Today, hat making remains Montappone’s largest source of both income and tourism. The art is celebrated by the Museum of Hats, where visitors can learn the entire hat making process, from straw picking and selection, to plaiting, weaving and sewing. Each step is illustrated by slides, pictures, panels and vintage machines. There is a remarkably wide collection of traditional and innovative hats, including the priceless straw hat last worn by the Italian cinema maestro and film director Federico Fellini.
Every year the town of Montappone plays host to an international hat show: “Il Cappellaio Pazzo,” or The Mad Hatter. The three day event celebrates old and new customs, as master hat makers use traditional methods to transform cappelli into elaborate works of art. This spectacle takes place in late July when the wheat harvest begins, signaling the dawn of a new year of hat making.
While Montappone is at the center of the hat making industry, Borsalino is the oldest Italian company specializing in the manufacture of luxury hats. Since 1857, its manufacture has been based in Alessandria, Piedmont. By 1888, Borsalino was producing 2,500 hats a day and when the company won the coveted grand prize at an international exhibition in 1900, its fame spread worldwide. On the eve of the First World War, Borsalino was making over 2,000,000 hats per year and employing over 2,500. During the Roaring ‘20s, the Borsalino proved that it truly had staying power and became the hat for Hollywood stars during the silent movie days, but it really took off in the 1930s.

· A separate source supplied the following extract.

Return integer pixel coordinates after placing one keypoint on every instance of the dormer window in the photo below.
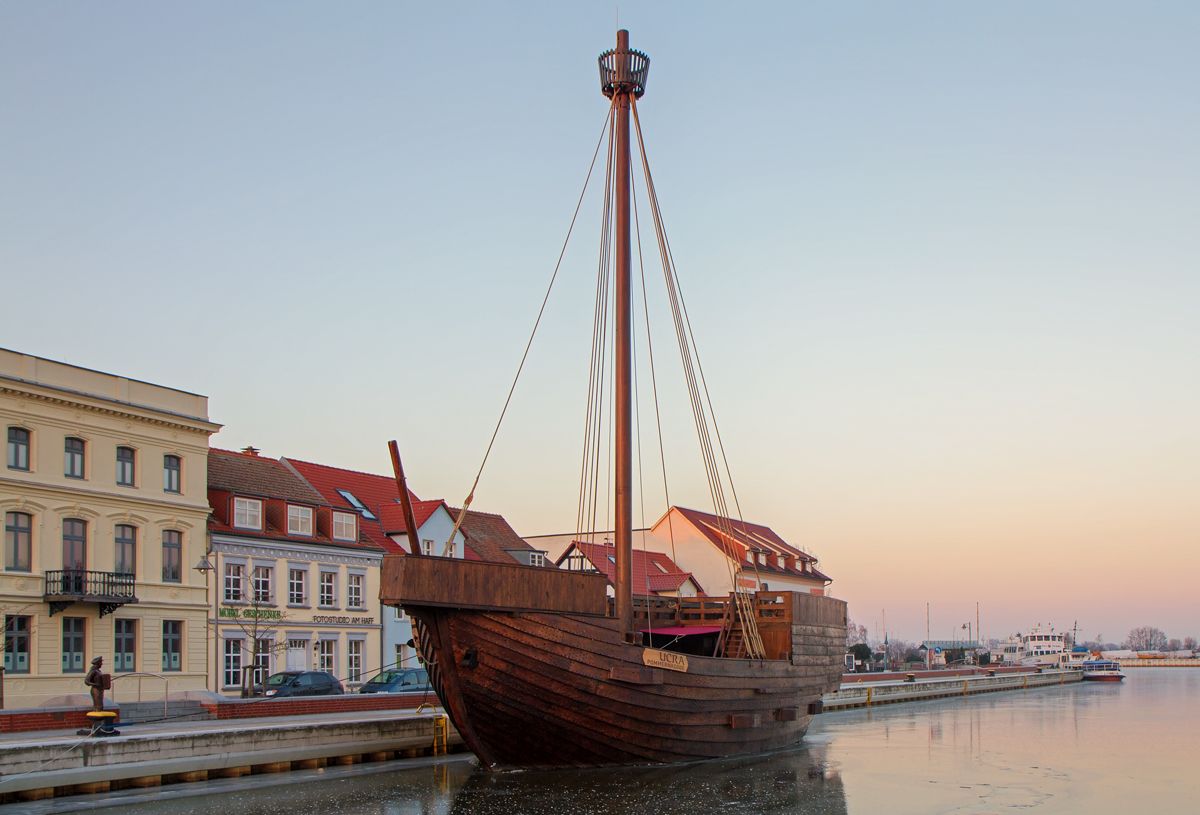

It was said that a wardrobe was merely second rate unless a man sported a Borsalino.
As the fashion for wearing formal hats declined, especially in the 1960s, Borsalino downsized, but the company went from mass production to becoming a cultural icon with a fiercely loyal following. It has remained faithful to a production process and cultural values of the company handed down from generation to generation. The hats continue to be produced in Alessandria by combining industrial technology with true craftsmanship. The felt models, created from fur fibers, require more than 50 manual steps and seven weeks of work to create; the straw models, which are hand twisted, can take up to six months for a single hat.
The historic headquarters of the company hosts visitors that flock to the Borsalino Hat Museum, housing roughly 2,000 hats. So revered is the company that in 2016, independent film director Enrica Viola dedicated a documentary to the relationship between Borsalino and Alessandria called “Borsalino City,” which was shown internationally at film festivals.
The relationship between Borsalino and the art world goes back to the late 19th century, when the company entrusted the creation of its posters to the most important artists of the time. Today the antique advertising posters are collectors’ items that are sold through the most important auction houses in the world.
Borsalino has a long-running and special bond with the film industry. One picture that stands out in the minds of moviegoers is the final unforgettable scene with Humphrey Bogart and Ingrid Bergman in Casablanca. Marcello Mastroianni in 8 ½ and Jean Paul Belmondo in Breathless both wore a Borsalino, while actor Toni Servillo wore one in the film The Great Beauty, which won Best Foreign Language Film at the 86th Academy Awards. Yet, when all of the countless stars who have worn the hat have been tallied, no one wore it better than Old Blue Eyes himself, Frank Sinatra. Now popular with both men and women, the Borsalino has a legacy that not only continues to endure, but has grown to mythic proportions over time.